I report sucess! It works, although building the entireapify-cli
fork repo in the Actor Dockerfile
makes the Actor Build painfully slow and the container then bloated.
But hurray! Will you help me with merging this upstream, please? Writing a test case is the next step for me now I guess. How would you approach testing this?
Could be just a unit test, you could set the env var and call getApifyStorageClient()
method to see what prototype it returns. Such test could go here.
Alternatively, it could be a command test to test this e2e, in such case take a look at the secrets namespace tests, we'd have another one for actor
namespace (as we apparently don't have such tests at the moment). But I am not sure how to assert this easily, since there are no classes in the background where you could just spy on their prototype to see things (my favorite way to assert things in integration tests).
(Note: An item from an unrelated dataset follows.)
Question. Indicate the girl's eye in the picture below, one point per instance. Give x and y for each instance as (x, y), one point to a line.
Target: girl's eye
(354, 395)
Btw you don't need npm install
here, we use yarn
and yarn install
is enough. This will surely add some overhead as npm is pretty slow and you are fetching all the deps twice (second time with yarn).
Also, the code in master is for the upcoming v1 release, once it lands there, we can cherry pick the fix to v0.19 if we want to (or maybe just send a separate PR, as the code in there is quite different, v1 is a TS rewrite with significant dependency bumps, so it wont be very cherry pick friendly). We plan to ship v1 in the following month.